Eccentric style on display in Paris for fashion week

by Elisse Miller

All good things must come to end, and such is true for the biannual four-week-long span of fashion shows.  Models, photographers and writers settled in Paris for the last of the fashion weeks after covering New York, London and Milan.  The City of Love served as a suiting backdrop to some of the most interesting and beautiful garments the industry can provide.

Several of the fashion world’s biggest labels show in Paris.  Earlier shows laid the foundations for the clothes of fall 2013: straight-legged trousers, structured jackets and floor-length dresses.  The Parisian designers maintained these trends and the fashion-friendly black and white color palette.  Gareth Pugh hung A-line gowns of gray suede and black leather onto corpse-like models, creating a gothic fantasy expected of Pugh.  Balmain showcased opulence through quilted gold, pink lame and pointed shoulders, a silhouette the brand used as a crutch for several seasons now. Comme des Garcons continued the season’s theme of feminine meets masculine.  Designer Rei Kawakubo took suits of black, white and gray and turned them on their heads by warping their shapes through exaggerated shoulders and the unexpected placement of large rosettes.  Kawakubo is notoriously skilled at this shape manipulation, which pays off at every runway presentation.  Givenchy proved that punk can also be stylish by sending models down the runway with candy-colored coifs and shirts of half plaid and florals.  If I weren’t a broke college student, I’d pick up one of the mixed media sweatshirts sprinkled throughout the presentation, preferably the ones displaying Disney’s “Bambi.”

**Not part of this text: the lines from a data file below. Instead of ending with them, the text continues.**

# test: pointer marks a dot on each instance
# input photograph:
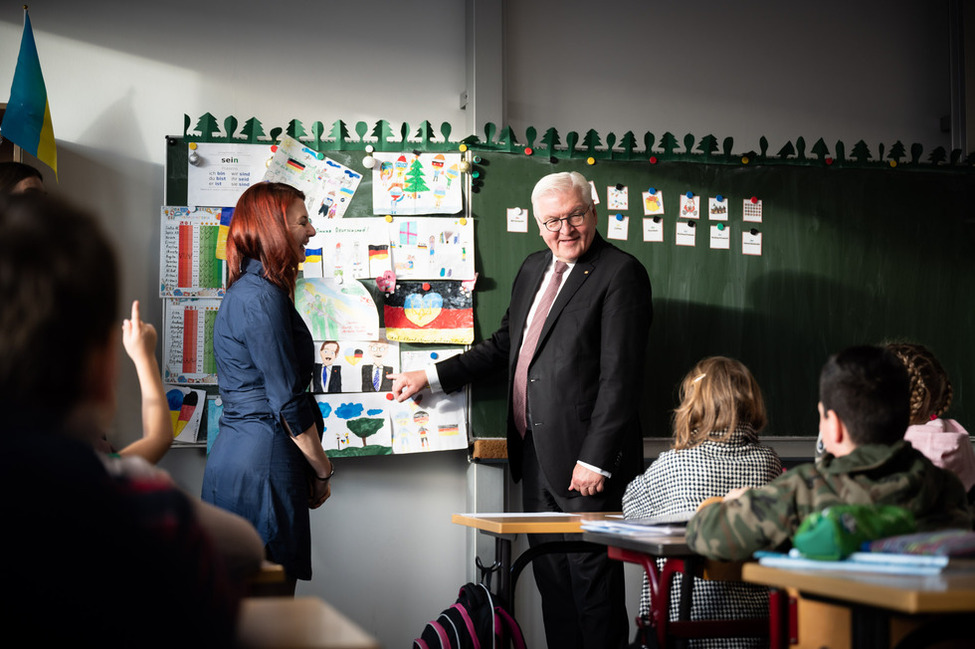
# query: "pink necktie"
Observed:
(519, 393)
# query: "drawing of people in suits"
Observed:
(375, 375)
(573, 342)
(327, 376)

The show that had fashion bloggers and magazine editors on the edge of their front-row seats was Balenciaga.  In November, Nicolas Ghesquiere, Balenciaga’s creative director of 15 years, stepped down.  It was not long after that designer Alexander Wang was appointed as the new head of the label. Many doubted Wang’s ability to step in an established fashion house because He only started showing at fashion week since 2007.  Wang was able to leave his signature sporty aesthetic with his eponymous line, instead presenting a collection that was minimalist in both palette and structure. Most importantly, it was 100 percent Balenciaga.

My personal favorite collection to show in Paris was Manish Arora.  While it’s not a staple fashion house, Arora inserts playfulness into his work that many other labels fear to do, making his brand one to watch.  In his fall collection, delicate gold chains and iridescent jewels embellished black dresses. Skirts and shift dresses were printed with surrealist landscapes.  This collection brought together punk attitudes, girly motifs and classic shapes, something I attempt in my own wardrobe.  Arora achieved this through oversized nose rings, heart patterns and good tailoring.  With so many colliding elements, this collection lacked an element of cohesion.  However, I am willing to forgive Arora because every piece on display was both unique and wearable, which is a difficult dichotomy to pull off.

Now that fashion week for fall season is done, it’s time for designers to head back to their sketchbooks and inspiration walls until spring brings fashion week back.